Tim Gifford FRICS, head of CBRE Capital Advisors Latin America suggests that while “sun and sand” hotel trade will rally within 24 months, for corporate business travel, the recovery could take four years or more. “The hotel industry is debating whether there will be a permanent loss of 15-35% occupancy associated with corporate conventions. What will be completely lost to Zoom, and what percentage will come back?”

 

Balancing risk in leases

Some hotels are let on conventional leases at a fixed rent, while other operators pay rent to landlords on the basis of their business turnover, and there are also a variety of hybrid models that combine the two. In the pandemic haggling has intensified over the share of occupancy risk allotted to landlord and tenant. “We are seeing tenants moving to more of a fixed rent plus a variable rate lease structure. For landlords, looking at rental affordability against the underlying cash flow will be a key focus to ensure rents are sustainable in the future,” says Gardner.

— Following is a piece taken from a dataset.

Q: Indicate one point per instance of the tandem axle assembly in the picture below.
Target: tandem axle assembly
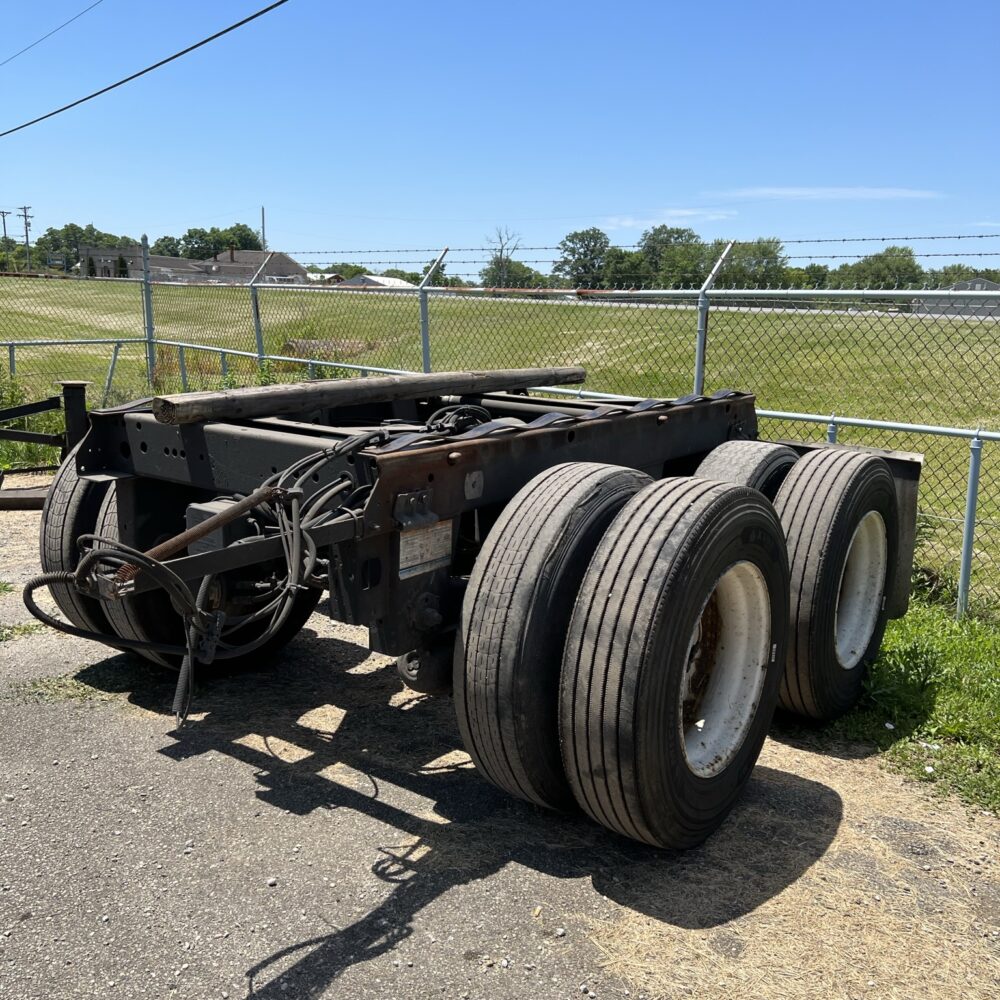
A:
(617, 595)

Most large hotel chains in Germany are still paying rent to their landlords on fixed-term leases, but many have negotiated short-term rental holidays to see them through the worst of the pandemic, says Andreas Röhr FRICS, executive director in JLL’s German valuation and transaction advisory team. “A valuer could easily model a rental holiday within a hotel’s predicted cash flow, although whether one is in place or not, they would still have to take into account the risk to the sustainability of the income in the longer term.”

Distressed pricing

Investment managers, often backed by opportunistic private equity money, are keeping an eye out for forced sales in the hotel sector, but to date they have been largely disappointed.

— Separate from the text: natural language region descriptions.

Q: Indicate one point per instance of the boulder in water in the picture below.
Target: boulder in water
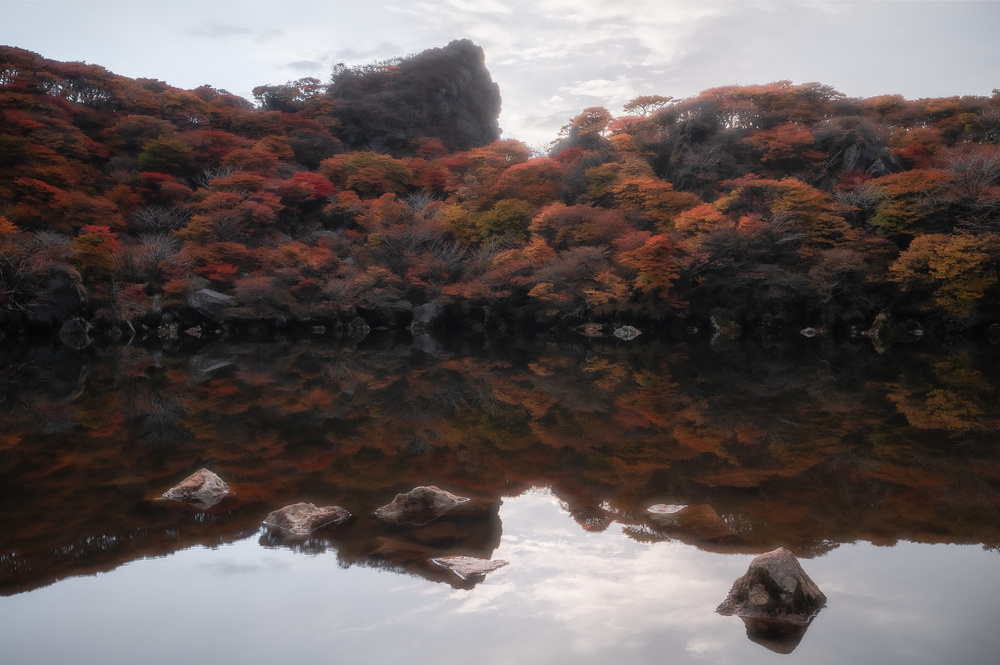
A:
(419, 506)
(301, 520)
(774, 587)
(202, 488)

There is still a gap, however, between buyer and seller expectations on pricing, says Gardner. “Debt lending to buy hotels is scarce at the moment, and owners are holding unless they are forced to sell. We are expecting to see some distress but that has not come to market yet.”

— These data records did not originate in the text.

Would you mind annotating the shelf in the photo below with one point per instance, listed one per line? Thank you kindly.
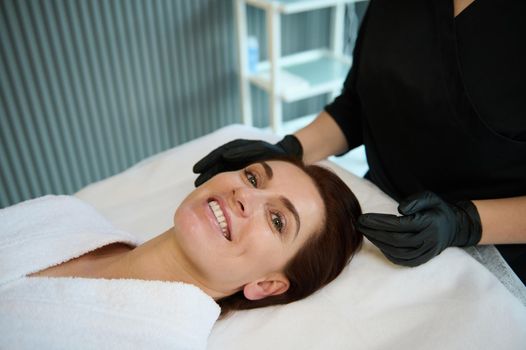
(305, 74)
(295, 6)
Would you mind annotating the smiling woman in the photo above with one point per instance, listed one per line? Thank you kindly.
(271, 233)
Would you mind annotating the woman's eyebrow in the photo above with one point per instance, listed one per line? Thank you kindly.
(286, 202)
(268, 169)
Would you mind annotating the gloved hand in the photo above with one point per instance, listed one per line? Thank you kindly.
(428, 225)
(239, 153)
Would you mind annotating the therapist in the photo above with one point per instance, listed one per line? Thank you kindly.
(437, 94)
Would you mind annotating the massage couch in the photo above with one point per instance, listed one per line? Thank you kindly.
(462, 299)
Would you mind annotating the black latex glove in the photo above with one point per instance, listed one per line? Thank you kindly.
(239, 153)
(428, 225)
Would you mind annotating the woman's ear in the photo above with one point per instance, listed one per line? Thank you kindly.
(272, 285)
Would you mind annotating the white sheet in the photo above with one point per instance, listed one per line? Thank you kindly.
(452, 302)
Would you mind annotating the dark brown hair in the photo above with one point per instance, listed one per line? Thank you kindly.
(325, 254)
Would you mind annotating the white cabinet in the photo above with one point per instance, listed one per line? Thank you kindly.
(294, 77)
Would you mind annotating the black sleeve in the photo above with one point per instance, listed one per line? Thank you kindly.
(345, 109)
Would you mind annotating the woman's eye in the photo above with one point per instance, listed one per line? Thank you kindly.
(251, 178)
(277, 221)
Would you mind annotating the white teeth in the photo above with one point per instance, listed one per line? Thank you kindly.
(220, 217)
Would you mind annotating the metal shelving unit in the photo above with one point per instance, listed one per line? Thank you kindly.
(293, 77)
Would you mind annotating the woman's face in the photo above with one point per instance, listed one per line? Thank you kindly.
(242, 227)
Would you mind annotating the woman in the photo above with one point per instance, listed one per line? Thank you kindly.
(246, 239)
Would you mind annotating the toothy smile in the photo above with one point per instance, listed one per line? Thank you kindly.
(220, 217)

In some countries, governments have adopted novel approaches to keep operators afloat. Keng Chiam Tan MRICS, head of valuation and advisory at Colliers International in Singapore, observes: “Government here has been quite creative, giving all adults SG$200  (£107) to go for a staycation. Probably 2-2.5 million people have spent that money. And COVID-19 cases are also being put into hotels.”

 

Food and beverage expected to bounce back

Consumers’ increased tendency to spend on experiences rather than goods was an important economic driver before the pandemic. That trend will re-establish after vaccines allow normal life to resume, predicts James Shorthouse FRICS, head of alternative markets at Colliers International in London. He points to the swift, if temporary, return to healthy trading for many UK outlets during the easing of restrictions last summer as evidence.

“There is no real substitute for going to a pub, restaurant or hotel - you can’t do that online. Most investors have been pricing in short-term loss of cash flow and a small discount related to the holding costs of licensed assets during that period. But there has not been a shift in overall confidence and yields that would affect the market when it starts operating normally.”